Friday, November 1, 2013

Building regulations in Romania

According to building regulations in Romania a set of bureaucratic criteria must be met in order to initiate any project in this area. An important and highly useful document required under these circumstances is the urbanism certificate. This paper delivers several quintessential technicalities related to utilities, access, and vicinity of the land. This document also contains details concerning the accepted construction height, numbers defining the land use and land occupations. Its main purpose is to provide information regarding the legal, economic and specialized terms defining the optimal conditions for initiating any building procedure. Through this paper, the competent authorities come to deliver to any suppliant decisive features regarding the land, proximity and other aspects that might influence the construction itself. The urbanism certificate in Romania is offered through a corresponding bureau of the department of urbanism in the city hall where the structure is to be built. In order to request this certificate the suppliant needs to submit a dossier to the city hall in question containing the title deeds, cadastral maps, a standard application form and the proof for payment. Sometimes an architectural brief is required but this usually depends on other parameters. The urbanism certificate does not allow the initiation of the project. In order to start building, the suppliant needs to obtain the building permit.

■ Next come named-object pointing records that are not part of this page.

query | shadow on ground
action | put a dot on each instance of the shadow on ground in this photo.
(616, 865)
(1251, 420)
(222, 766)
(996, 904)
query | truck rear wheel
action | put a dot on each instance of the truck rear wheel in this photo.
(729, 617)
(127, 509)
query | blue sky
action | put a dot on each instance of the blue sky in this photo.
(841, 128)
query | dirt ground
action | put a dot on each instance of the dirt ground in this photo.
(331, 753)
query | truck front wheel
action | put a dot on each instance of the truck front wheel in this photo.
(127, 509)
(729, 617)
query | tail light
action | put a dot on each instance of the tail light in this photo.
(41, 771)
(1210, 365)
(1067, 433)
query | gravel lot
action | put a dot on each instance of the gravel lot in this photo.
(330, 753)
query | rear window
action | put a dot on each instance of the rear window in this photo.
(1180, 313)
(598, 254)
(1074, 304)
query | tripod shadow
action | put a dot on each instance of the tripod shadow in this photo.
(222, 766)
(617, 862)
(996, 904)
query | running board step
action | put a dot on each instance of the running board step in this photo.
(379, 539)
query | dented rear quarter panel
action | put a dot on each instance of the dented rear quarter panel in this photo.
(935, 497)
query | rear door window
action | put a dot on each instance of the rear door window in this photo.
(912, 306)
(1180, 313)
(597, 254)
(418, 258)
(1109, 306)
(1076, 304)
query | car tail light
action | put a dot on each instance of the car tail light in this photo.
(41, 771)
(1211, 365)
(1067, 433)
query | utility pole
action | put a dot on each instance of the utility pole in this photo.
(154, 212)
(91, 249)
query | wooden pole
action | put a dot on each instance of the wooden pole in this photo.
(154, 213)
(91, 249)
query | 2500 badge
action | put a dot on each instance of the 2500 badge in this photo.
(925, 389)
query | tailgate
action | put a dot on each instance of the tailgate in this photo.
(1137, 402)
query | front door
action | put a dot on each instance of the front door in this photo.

Building Permit in Romania


This is a more specific document which is provided by the local authorities illustrating the conformity status of the project proposed, from technical and the legal point of view. This paper allows the beginning of the project itself as it offers the general features that secure the structure as designed. The building permit in Romania is valid for 12 month which indicates that the owner of the project is to start building within this specific period of time. In order to obtain such a paper a file has to be submitted containing the following documents: the certificate of urbanism, the title deed or any evidence of it, a technical project illustrating the structure itself, neighbors’ approval, proof for taxes which are required to be paid, any relevant studies which are usually imposed through the certificate of urbanism. Depending on the project, there might be necessary some extra documents. Suppliants must keep in mind that the difficulty of any project might bring also the requirements of more specific utility. It is highly important to understand that besides these two documents the owner of the project has other bureaucratic obligations as well. The certificate of urbanism and the building permit are one of the most stringent but other technical papers are required also. Another strongly significant detail emphasizing the dynamic character of the bureaucratic environment clearly indicates that all features related to documents might be modified for future references. As the real estate market continuously evolves implying more and more elaborate approaches we point out the importance of securing any project with a solid expert opinion. Evaluating any project of this kind right from the start guarantees continuity and financial protection.